Scala Failover XML Analysis

I would like to be able to parse XML, which is not necessarily well-formed. I would look for a fuzzy, not a strict parser, capable of, for example, recovering from heavily nested tags. I could write my own, but it is worth asking first here.

Update:

What I'm trying to do is extract links and other information from HTML. In the case of well-formed XML, I can use the Scala XML interface. In the case of poorly formed XML, it would be nice to somehow convert it to the correct XML (somehow) and process it in the same way, otherwise I would have to have two completely different sets of functions for working with documents.

Obviously, because the input is not very well formed, and I'm trying to create a well-formed tree, I would have to use some kind of heuristic (for example, when you see <parent><child></parent> , you first close <child> and when you see <child> you ignore it). But of course, this is not the correct grammar, and therefore there is no right way to do this.

+2
source share
8 answers

What you are looking for will not be an XML parser.

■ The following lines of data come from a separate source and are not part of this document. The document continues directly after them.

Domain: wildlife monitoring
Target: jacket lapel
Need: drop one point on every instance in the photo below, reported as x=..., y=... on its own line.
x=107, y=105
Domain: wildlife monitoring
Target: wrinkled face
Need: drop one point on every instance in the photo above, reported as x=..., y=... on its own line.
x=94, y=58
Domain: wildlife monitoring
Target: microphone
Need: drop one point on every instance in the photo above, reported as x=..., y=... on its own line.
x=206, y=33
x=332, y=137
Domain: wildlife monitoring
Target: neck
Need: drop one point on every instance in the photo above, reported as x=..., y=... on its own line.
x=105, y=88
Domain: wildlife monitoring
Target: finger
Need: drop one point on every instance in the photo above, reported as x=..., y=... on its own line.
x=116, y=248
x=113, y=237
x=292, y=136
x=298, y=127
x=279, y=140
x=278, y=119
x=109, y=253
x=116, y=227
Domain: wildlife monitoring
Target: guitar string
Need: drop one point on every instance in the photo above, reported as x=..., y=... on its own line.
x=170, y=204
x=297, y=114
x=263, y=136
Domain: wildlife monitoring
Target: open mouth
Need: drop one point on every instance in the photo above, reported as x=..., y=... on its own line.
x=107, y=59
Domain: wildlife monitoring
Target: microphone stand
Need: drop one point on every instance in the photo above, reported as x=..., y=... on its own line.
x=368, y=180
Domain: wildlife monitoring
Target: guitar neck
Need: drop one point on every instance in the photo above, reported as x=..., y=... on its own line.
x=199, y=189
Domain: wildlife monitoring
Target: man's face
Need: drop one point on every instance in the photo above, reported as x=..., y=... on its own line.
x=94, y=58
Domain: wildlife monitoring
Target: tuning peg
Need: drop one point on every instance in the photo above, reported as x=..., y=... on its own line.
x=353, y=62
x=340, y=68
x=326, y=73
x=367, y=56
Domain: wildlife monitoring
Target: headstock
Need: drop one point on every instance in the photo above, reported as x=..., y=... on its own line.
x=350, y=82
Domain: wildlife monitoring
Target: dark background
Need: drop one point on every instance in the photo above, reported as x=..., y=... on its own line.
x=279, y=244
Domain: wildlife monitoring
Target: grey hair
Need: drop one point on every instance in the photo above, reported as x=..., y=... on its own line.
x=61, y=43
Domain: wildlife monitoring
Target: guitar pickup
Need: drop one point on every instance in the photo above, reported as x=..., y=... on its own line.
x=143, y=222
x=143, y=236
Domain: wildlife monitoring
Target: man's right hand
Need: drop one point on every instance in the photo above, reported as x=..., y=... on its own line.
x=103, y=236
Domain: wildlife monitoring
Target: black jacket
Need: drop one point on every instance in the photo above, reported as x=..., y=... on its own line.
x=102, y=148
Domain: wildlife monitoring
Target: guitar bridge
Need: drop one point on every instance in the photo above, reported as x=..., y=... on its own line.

XML is very strict regarding nesting, closure, etc. One of the other answers is Tag Soup . This is a good offer, although technically it is much closer to the lexer than to the parser. If all you want from the XML-ish content is an event stream without any validation, then it is almost trivial to roll your own solution. Just skip the entry by consuming content that matches regular expressions (this is exactly what Tag Soup does).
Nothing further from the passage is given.